Book Review: Juliet, Naked

For better or worse, I have spent an ample amount of time in online forums over the past 10 years. I have gotten into arguments about soccer, music television, you name it. I have even met some very good friends and alienated other people simply through online communication.

So I had some sort of expertise heading into Nick Hornby‘s latest novel, Juliet, Naked, the final book I read in 2009. The book focuses initially on the obsession with a musician by a small group of people connected only through the Internet and their common interest. We learn about this fascination with singer/songwriter Tucker Crowe mainly through the eyes of Annie, who lives with Duncan, the most obsessed Crowe fan out there.

If you have read the book and think this notion of people arguing over minutiae through message boards and developing grudges through said arguments is a bit silly, let me correct you. Hornby nailed this kind of community perfectly. Combine this new kind of social interaction with his clear understanding of musical obsession, and you have the return of the Nick Hornby who thrilled readers back in the 1990s.

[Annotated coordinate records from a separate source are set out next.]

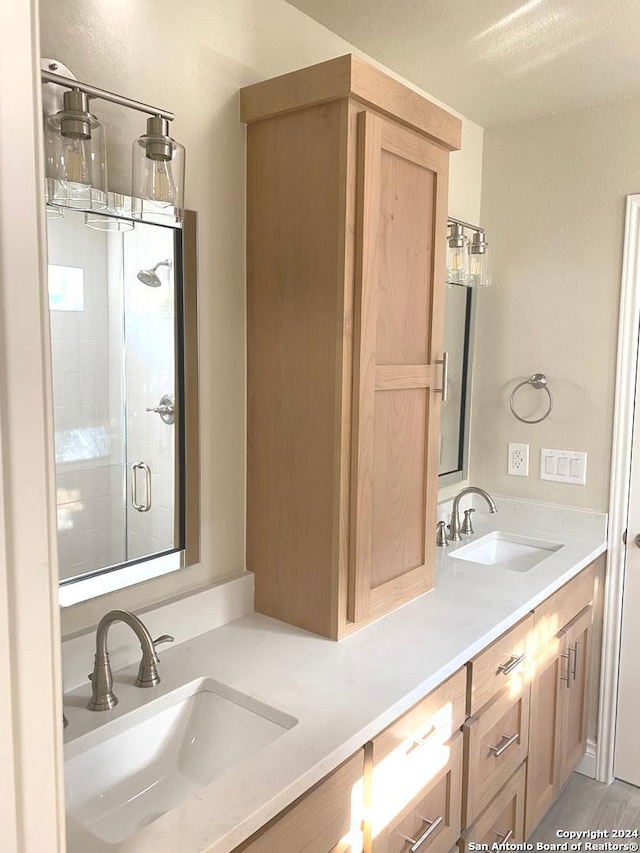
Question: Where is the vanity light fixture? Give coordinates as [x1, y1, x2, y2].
[469, 228, 491, 287]
[131, 115, 184, 222]
[446, 216, 491, 287]
[45, 88, 107, 210]
[41, 60, 185, 225]
[446, 222, 469, 284]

He really had a great run in fiction with High Fidelity and About a Boy. Both were turned into movies, as was his non-fiction tome on soccer obsession Fever Pitch, although that was bastardized once in the U.S. by adapting the topic to baseball, a second time by focusing on the Boston Red Sox and a third time with Jimmy Fallon playing the lead role.

While all this was going on, Hornby wrote two novels which did not do as well, How to Be Good and A Long Way Down. I enjoyed each for the daring steps he took, first writing from a female point of view, then through a series of rotating narrators. He also has written a bunch of non-fiction and a young adult novel.

Juliet, Naked (the title refers to an album by Tucker Crowe) signals that through all that work, Hornby still has the voice and vision which made him a star in the first place. He really understands the way people tick and the role music plays in our lives. Duncan thinks songs and moments can only have one meaning, but Annie lets us know there is much more grey out there. That leaves us the opportunity to provide our own color and texture instead of just accepting the view of someone who says they know best for the rest of us.

In this day and age when we all communicate so much through the Internet and hears o many people telling us they know best, we all need to remember Annie’s lesson.